Membuat anak dan remaja menjadi produktif dan sibuk di dalam rumah penting dilakukan, karena ketika mereka bosan, mereka bisa menunjukkan beragam perilaku yang mengganggu dan dapat meningkatkan kecemasan. Latih anak dan remaja untuk membantu dirinya sendiri dan orang di dalam rumah, misalnya melatih mencuci tangan, membersihkan rumah, atau menjadi tenaga sukarela untuk mendukung orang lain.
Untuk menghindari perasaan burn-out atau kejenuhan, orangtua juga sebaiknya menjaga kesejahteraan atau kesehatan jiwa dengan tetap menjalin hubungan dengan teman atau rekan kerja melalui daring atau media sosial yang ada. Menerapkan adanya “me-time” juga penting sehingga bisa merestorasi tenaga yang tersita untuk kegiatan bersama anak dan remaja. Berbagi tugas antara pasangan juga diperlukan sehingga setiap pasangan bisa mempunyai “me-time”-nya masing-masing.
Apakah memberi anak hiburan lewat gawai disarankan untuk mengurangi stres anak? Jika boleh, berapa lama waktu yang dianjurkan?
Memberikan hiburan bagi anak melalui gawai diperbolehkan, tetapi orangtua dan pengasuh tetap memantau, mendampingi, dan membatasi hal-hal yang akan dilihat dan diakses oleh anak. Masa pandemi maupun hari-hari biasa, penggunaan gawai hanya diperbolehkan selama 1 jam dalam sehari dan menonton televisi 2 jam dalam 1 hari. Kegiatan ini bisa digantikan dengan main halma atau congklak bersama, misalnya.

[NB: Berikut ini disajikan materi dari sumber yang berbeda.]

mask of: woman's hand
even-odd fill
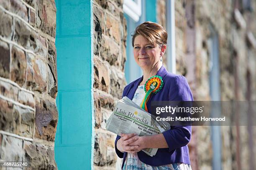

Orangtua sebaiknya tetap memberikan aktivitas yang bermanfaat bagi anak, seperti melakukan hobi, membantu mengerjakan tugas sekolah, maupun melakukan aktivitas bersama. Untuk anak balita atau usia pra-sekolah, orangtua bisa mengajak anak untuk memasak makan kesukaan mereka.
Anak diperbolehkan membantu mencuci sayuran, menghaluskan bahan masakan yang mudah dan tidak berbahaya. Anak diajak melukis, mewarnai, melipat kertas, bermain gelembung, dan melakukan olahraga ringan yang bisa dilakukan di rumah.
Kapan orangtua disarankan menghubungi psikiater atau psikolog terkait stres atau kecemasan yang dialami anak?
Orangtua disarankan mencari atau menghubungi tenaga profesional kesehatan mental (psikiater atau psikolog) jika anak dan remaja menunjukkan adanya perubahan perilaku atau emosi yang menetap dan berkepanjangan. Pelayanan kesehatan jiwa bisa diakses melalui daring jika tidak memungkinkan untuk bertatap muka secara langsung.